Polizeiquellen lassen keinen Zweifel daran, dass die Aufrufe der “Harraga” in sozialen Netzwerken, die auch als illegale Einwanderer bekannt sind, in direktem Zusammenhang mit den Massenangriffen auf Ceuta stehen. Die noch zu klärende Frage ist, wer diese Aktionen steuert. Nach Angaben des Sprechers der Regierung von Ceuta, Alejandro Ramírez, wird vermutet, dass es sich um eine koordinierte Bewegung handelt, die gezielt Spannungen und Unruhen schüren soll.
Diese verdächtigen Aktivitäten auf TikTok oder WhatsApp blieben den Geheimdiensten nicht verborgen.
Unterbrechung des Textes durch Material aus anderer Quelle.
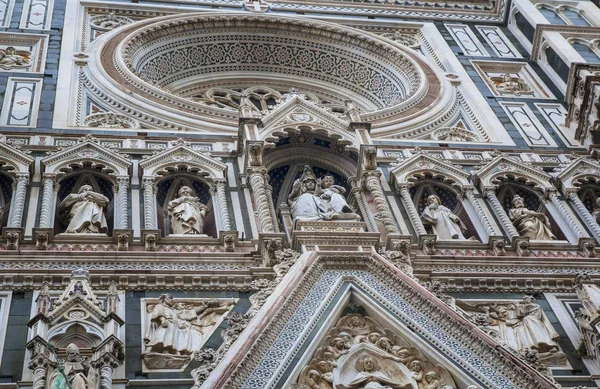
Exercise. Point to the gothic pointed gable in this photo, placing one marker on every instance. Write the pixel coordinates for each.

Marokko und Spanien ermitteln die Quelle dieser Warnungen in den sozialen Netzwerken und bemühen sich, die Drahtzieher festzunehmen. Die marokkanischen Sicherheitskräfte haben bereits 60 Personen verhaftet, die über soziale Netzwerke zu einer “massiven illegalen Einwanderungsoperation” in Ceuta aufgerufen und diese koordiniert haben, wie die Generaldirektion für Nationale Sicherheit berichtete. Dreizehn wurden in verschiedenen Städten Marokkos festgenommen, von wo aus sie am 15. September zum Eindringen in die autonome Stadt aufriefen, während der Rest bei der Ankunft per Zug und Bus in Tanger abgefangen wurde, von wo aus sie angeblich zum Grenzübergang aufbrachen.
Polizeiquellen warnen davor, dass möglicherweise algerische Geheimdienste dieses Phänomen nutzen, um das Nachbarland zu destabilisieren. Die Herkunft der Accounts, die die Erfahrungen der Harragas in sozialen Netzwerken bewerben, lässt die Beteiligung von Drittländern vermuten, wie die Quellen nahelegen. Keine der IP-Adressen kam aus Marokko. Sollte dies zutreffen, könnte Algerien versuchen, durch die vielen Bürger, die das Land verlassen wollen, ein Bild der sozialen Krise in Marokko zu zeichnen, das Ansehen des Königshauses zu schädigen und die vorhandene Unterdrückung aufzuzeigen.